Pero tal vez el placer no sea la respuesta, me decía, pues la cultura promueve que el licor, más que de placer, es un combustible para el valor, o así lo muestran infinidad de películas, series, telenovelas, entre otros productos de la industria cultural que reproducen incesantemente, no importa el tiempo o el lugar, al eterno vaquero que se zampa una jarra de cerveza antes de cascar a los malos o de conquistar a la damisela. Ante esta visión del alcohol como incipit de la aventura, pasé de la indiferencia al cauto divertimento, pero ciertamente nunca pude apropiarme ni mucho menos interiorizar un código que si alguna vez se basó en un patrón social real, la cultura mainstream lo mascó hasta convertirlo en un insípido cliché. Y no tanto porque llegue al absurdo de descreer que el alcohol pueda alterar el temperamento de las personas, sino precisamente por lo opuesto: más que infundir valor, el licor tiene el potencial de empujar al consumidor de alta tolerancia a la temeridad, no a un mejor gobierno de sí mismo sino por lo contrario a su abandono, y cuando uno se abandona a sí mismo no hay heroísmo ni villanía, todo es uno solo en proporciones apocalípticas.

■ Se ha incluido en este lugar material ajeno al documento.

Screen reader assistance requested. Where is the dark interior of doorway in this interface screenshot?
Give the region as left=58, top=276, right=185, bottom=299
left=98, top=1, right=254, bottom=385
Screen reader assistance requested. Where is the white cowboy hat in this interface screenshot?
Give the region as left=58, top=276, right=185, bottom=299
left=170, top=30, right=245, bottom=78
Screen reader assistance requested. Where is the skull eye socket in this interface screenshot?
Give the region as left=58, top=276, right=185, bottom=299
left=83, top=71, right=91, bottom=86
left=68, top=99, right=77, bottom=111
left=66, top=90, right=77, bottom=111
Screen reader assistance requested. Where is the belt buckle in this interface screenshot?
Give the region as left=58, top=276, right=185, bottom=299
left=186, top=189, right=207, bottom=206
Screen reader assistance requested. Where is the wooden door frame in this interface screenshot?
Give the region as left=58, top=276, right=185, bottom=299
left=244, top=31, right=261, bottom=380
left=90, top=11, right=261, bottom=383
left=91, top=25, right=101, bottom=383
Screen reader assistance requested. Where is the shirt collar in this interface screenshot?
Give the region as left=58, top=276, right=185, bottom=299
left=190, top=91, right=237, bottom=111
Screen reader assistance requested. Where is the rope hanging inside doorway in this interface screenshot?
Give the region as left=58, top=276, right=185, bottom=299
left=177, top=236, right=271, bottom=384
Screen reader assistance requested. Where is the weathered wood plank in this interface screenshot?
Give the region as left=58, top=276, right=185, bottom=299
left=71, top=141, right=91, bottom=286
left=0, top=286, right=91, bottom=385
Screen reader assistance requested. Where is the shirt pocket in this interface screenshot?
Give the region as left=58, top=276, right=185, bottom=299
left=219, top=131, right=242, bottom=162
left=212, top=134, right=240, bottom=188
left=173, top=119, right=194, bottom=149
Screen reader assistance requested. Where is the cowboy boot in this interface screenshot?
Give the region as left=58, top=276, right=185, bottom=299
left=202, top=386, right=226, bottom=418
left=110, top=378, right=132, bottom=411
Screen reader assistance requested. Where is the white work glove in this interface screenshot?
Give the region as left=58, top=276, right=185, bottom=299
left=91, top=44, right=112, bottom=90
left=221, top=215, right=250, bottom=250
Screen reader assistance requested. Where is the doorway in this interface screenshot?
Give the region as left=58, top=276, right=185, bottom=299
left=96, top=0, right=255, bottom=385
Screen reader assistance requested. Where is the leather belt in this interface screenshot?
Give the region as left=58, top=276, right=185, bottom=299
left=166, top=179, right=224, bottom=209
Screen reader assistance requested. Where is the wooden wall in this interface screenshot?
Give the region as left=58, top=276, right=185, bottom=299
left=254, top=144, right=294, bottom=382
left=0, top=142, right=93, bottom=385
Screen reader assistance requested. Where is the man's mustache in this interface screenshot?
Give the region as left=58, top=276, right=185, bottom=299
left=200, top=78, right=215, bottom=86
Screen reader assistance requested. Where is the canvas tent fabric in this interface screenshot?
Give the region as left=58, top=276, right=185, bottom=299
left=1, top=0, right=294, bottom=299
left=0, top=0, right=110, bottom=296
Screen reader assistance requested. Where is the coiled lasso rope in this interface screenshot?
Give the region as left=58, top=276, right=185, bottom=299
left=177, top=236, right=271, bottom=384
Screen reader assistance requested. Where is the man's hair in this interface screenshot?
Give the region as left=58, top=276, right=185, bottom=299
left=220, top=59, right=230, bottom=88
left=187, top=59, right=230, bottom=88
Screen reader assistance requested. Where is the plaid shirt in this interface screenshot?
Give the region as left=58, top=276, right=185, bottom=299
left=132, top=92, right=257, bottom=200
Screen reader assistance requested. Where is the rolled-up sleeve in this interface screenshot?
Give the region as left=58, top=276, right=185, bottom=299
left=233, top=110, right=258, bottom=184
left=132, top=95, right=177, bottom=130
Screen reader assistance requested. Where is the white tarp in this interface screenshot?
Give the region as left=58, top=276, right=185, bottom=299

Y con esto llegamos a otro de los estímulos para beber alcohol más frecuentes en la sociedad moderna, y que más me han cautivado: el alcohol como huida. No es mi intención discutir en esta entrada si -una vez más- la industria cultural influye o incide en el consumo de alcohol, lo cierto es que este también ha aportado una representación del etílico como medio para ahogar las penas amorosas, especialmente en la música popular, que se refleja en las costumbres sociales. Hay algo que siempre me ha llamado la atención en cualquier grupo en el que me encuentre y se está consumiendo licor, y es el contraste de actitudes que se generan a partir de él. De entrada, el común de los presentes acomete el vaso o la botella con una actitud gallarda, animal, desafiante y al mismo tiempo elegante, como si la mayor de las convenciones sociales de hoy fuera todavía un acto de insurrección o un sello de distinción; pero luego el espíritu va decayendo, los temas de conversación escasean, todos los concurrentes se tambalean indecisos... ¡y es cuándo más alcohol se ingiere! Ya sea para buscar la motivación perdida, o para "tomar las de Villadiego", perderse en el ensueño etílico y así protegerse del silencio incómodo. Como sea, parece que el alcohol es tanto el cuerno que llama a la batalla, como el grito de retirada.

Lo admito, soy más convencional de lo que desearía, pues mi relación con el licor sigue siendo un asunto estrictamente público y socialmente diplomático, y me contento con estar consciente de haberme emancipado solamente del deseo de buscarlo como elemento indispensable para la diversión.